Le modus operandi est bien établi et systématique. Le pouvoir marocain « écrase toute opposition » à travers l’application méthodique d’un « véritable manuel » de« techniques indirectes et sournoises » tout en s’efforçant de préserver son image de« pays modéré et respectueux des droits », détaille l’organisation Human Rights Watch (HRW) dans un rapport, publié jeudi 28 juillet.
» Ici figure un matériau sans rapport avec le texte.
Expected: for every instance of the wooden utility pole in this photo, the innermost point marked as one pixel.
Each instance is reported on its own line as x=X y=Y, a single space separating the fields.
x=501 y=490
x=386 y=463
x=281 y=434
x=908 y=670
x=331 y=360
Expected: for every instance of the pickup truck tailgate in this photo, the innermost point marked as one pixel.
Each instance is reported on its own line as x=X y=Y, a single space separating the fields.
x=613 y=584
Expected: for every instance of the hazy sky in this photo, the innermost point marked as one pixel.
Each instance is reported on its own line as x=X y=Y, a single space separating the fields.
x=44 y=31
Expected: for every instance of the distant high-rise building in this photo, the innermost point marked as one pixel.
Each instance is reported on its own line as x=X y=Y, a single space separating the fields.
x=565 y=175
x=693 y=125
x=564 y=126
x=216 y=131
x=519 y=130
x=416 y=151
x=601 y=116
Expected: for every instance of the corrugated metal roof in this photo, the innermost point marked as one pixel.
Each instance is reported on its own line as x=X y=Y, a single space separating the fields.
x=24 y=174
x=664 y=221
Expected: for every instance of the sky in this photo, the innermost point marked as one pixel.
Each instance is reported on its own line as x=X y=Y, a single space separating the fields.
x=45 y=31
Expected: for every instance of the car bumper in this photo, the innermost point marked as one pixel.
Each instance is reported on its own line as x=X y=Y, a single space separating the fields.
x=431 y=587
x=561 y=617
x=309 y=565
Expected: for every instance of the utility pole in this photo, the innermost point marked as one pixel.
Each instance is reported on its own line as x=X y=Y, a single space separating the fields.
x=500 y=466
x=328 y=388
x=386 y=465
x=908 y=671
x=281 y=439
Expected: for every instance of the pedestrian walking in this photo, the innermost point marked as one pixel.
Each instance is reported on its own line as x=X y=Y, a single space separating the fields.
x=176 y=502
L’enquête, fondée sur des entretiens avec près de 90 personnes et l’analyse de douze procès impliquant huit journalistes ou intellectuels, est la première recherche d’envergure sur la méthodologie employée par le régime de Rabat ces dix dernières années pour « museler les voix critiques » et « effrayer tous les détracteurs potentiels de l’Etat ».
Derrière les dossiers apparemment épars des journalistes Omar Radi, Hicham Mansouri, Soulaimane Raissouni, Hajar Raissouni et Taoufik Bouachrine, des militants des droits de l’homme Maati Monjib et Fouad Abdelmoumni ou de l’avocat Mohammed Ziane, les mêmes procédés de surveillance policière, d’intimidation médiatique et de harcèlement judiciaire sont à l’œuvre, décrypte le rapport intitulé « “D’une manière ou d’une autre, ils t’auront” : manuel des techniques de répression au Maroc ». Cette « série de techniques (…)employées en combinaison forme un écosystème de répression », résume le rapport de HRW
Si la mise au pas des opposants a une très vieille histoire au Maroc, elle a revêtu une forme inédite à partir du milieu des années 2010, relève le rapport, avec l’imputation à ces voix dissidentes de « crimes autres que d’expression » : adultère, viol et agression sexuelle, espionnage, blanchiment d’argent et même traite d’êtres humains. L’idée sous-jacente est d’éviter autant que possible des procès trop ouvertement politiques – susceptibles d’héroïser les personnes poursuivies –, en les abaissant au vil rang d’escroc, de dépravé ou de violeur. Les dossiers d’agression sexuelle visent particulièrement à se retrancher derrière la vague internationale de #metoo, pour mieux rendre indéfendables les prévenus.
Quant aux affaires d’adultère ou de sexe hors mariage, l’objectif est de souiller l’honneur dans une société marocaine très conservatrice. « Au Maroc, on dit que la réputation, c’est du verre, déclarait, en avril 2021, au Monde l’historien Maati Monjib, poursuivi pour « atteinte à la sécurité de l’Etat » et « escroquerie ». Quand ça se casse, ça ne se recolle pas. Les gens ont davantage peur de la diffamation que de la prison. »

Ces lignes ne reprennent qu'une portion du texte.